I did a little bit of shopping that evening, just wandering round some of the shops in the French Quarter which was niceand relaxing. A couple of girls, me Jen, Jenny and Rose went out for wine and dessert and just had a good chat and gossip and relaxed in a slightly smaller group. We then took a walk to see Brad Pitt and Angelina Jolie's house which they live in when they are in New Orleans working on their project. Sadlly they were not in New Orleans but they do have very good security with a fingerprint scanner and everything!
Friday
It was a bit sad that it was our last day but I had a non stop morning with 2 clients coming in to sign papers and then we had to file the papers in the local courthouse. It was interesting to do it, but not terribly exciting! But we were able to get the processs started for our clients which was very rewarding and also meant they weren't being left in some pile for some other student to restart at some other time. Rebecca then came and debriefed us so we were able to take a half day.

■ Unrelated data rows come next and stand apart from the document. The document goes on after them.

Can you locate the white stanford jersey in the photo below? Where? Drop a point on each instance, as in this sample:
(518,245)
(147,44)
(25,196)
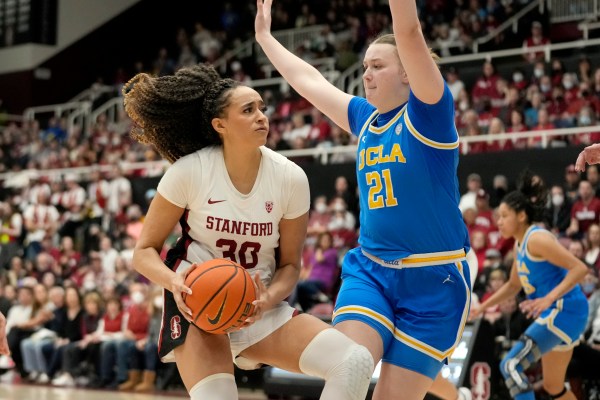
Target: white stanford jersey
(221,222)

We took a tour of the 9th Ward again, this time in day light and we were able to stop the van in a deserted area beside a house where it was obvious no-one had returned to in the last 2.5 years where all the furniture and stuff from inside the house had just been tossed about and pushed up agains thte windows and doors. It was such a sad sight. We were also able to see the hand made signs that had to be made after the disaster to mark streets, at the beginning they were just painted on telegraph poles and it looks like a 3rd world country.
We headed out for dinner to a nice Cajun restaurant called pere Antoine's. I had the catfish which was very good. Jen and I then went to the funky pirate to hear Al Carson singing again, then onto Presevaton hall which was very cool and then we met up with Brett, Amy, Elizabeth and Joe and went to a nice jazz bar. It was a fun night and a great way to end an amazing week long experience.
Saturday
So we were up at 5am to be on the road at 6.30 which was very early. Luckily I sleepy pretty much til lunchtime. But one of the great things about this trip was also the chance to get to meet some really amazing people and learn so much more about this country I am in for the year.
The whole trip was an amazing experience from meeting fantastic DePaul people, to the insanity of Bourbon Street to the desolation of the lower 9th ward. It is something that i shall not forget any time in the near future.